We estimated the binding affinities of the probes by finding the capacity, B, and the dissociation constant, Kd, in the diffusion-binding model that reduced the apparent OS diffusion coefficient twofold. We then introduced the observed 10-fold diffusion impediment to PMPs traversing the connecting cilium in the full DBT model and allowed it to run until a steady-state distribution was achieved. We found that a variety of combinations of Kd and B could produce the twofold changes in the effective DOS with similar changes in OSEI; thus, we present the results in terms of equivalent binding power (EBP), where EBP ≈ Kd/B. An EBP of 1.5 resulted in twofold reduction in effective DOS but produced an OSEI of only ∼0.55, slightly higher than unmodified E/PAGFP but not close to the OSEI of approximately five observed for EGFP-GRK1ct18 (Fig. 9, B, C, and F). Higher OSEI were obtainable with higher affinity OS binding, but at the cost of dramatically reduced OS mobility (Fig. 9 F).

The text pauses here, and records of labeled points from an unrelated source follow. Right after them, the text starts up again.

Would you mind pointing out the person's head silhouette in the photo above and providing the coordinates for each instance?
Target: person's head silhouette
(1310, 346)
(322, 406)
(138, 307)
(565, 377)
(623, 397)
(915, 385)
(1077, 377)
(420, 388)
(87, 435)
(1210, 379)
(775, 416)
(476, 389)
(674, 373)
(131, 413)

Introducing active transport within the connecting cilium with an OS-directed transport velocity, v ≈ 0.55 µm s−1 combined with the weak OS binding resulted in OSEI of ∼0.8 (Fig. 9, D and F). To put this velocity into perspective, given that GRK1 is present in the rod at a ratio of 1:800 rhodopsins (Klenchin et al., 1995), which corresponds to a cytoplasmic concentration of ∼3.75 µM, v = 0.55 µm s−1 is equivalent to transporting ∼17 molecules of GRK1 per second through the axoneme-excluded CC. Finally, adding a CC diffusion impediment, reducing Dcc to 0.4 µm2 s−1, was necessary to achieve the OSEI of approximately five (Fig. 9, E–G). Active transport of some form and impeded connecting cilium diffusion thus appear to be the major factors needed to produce the observed OS enrichment of EGFP-GRK1ct18, and by extension, enrichment of GRK1.

Finally, we examined whether a weak local binding sink could account for the degree of synapse enrichment and the rapid exchange among IS pools found for Far+8 (Fig. 9, H–J). Indeed, a Kd of 0.5 µM in the synapse was sufficient to produce the observed SynEI, with a t1/2 of FRAPb recovery of ∼2 min, as observed for Far+8.

## Discussion

Extant models for the transport and confinement of PMPs to subcellular compartments include vesicular transport, transport by motor-driven protein complexes, and diffusion, all of which are mediated by LBC proteins (Baehr, 2014; Jensen and Leroux, 2017). All of these theories involve tight membrane binding or a selective diffusion barrier to maintain steep concentration gradients, i.e., they either implicitly or explicitly hypothesize that once a PMP is delivered to a compartment, it remains there indefinitely.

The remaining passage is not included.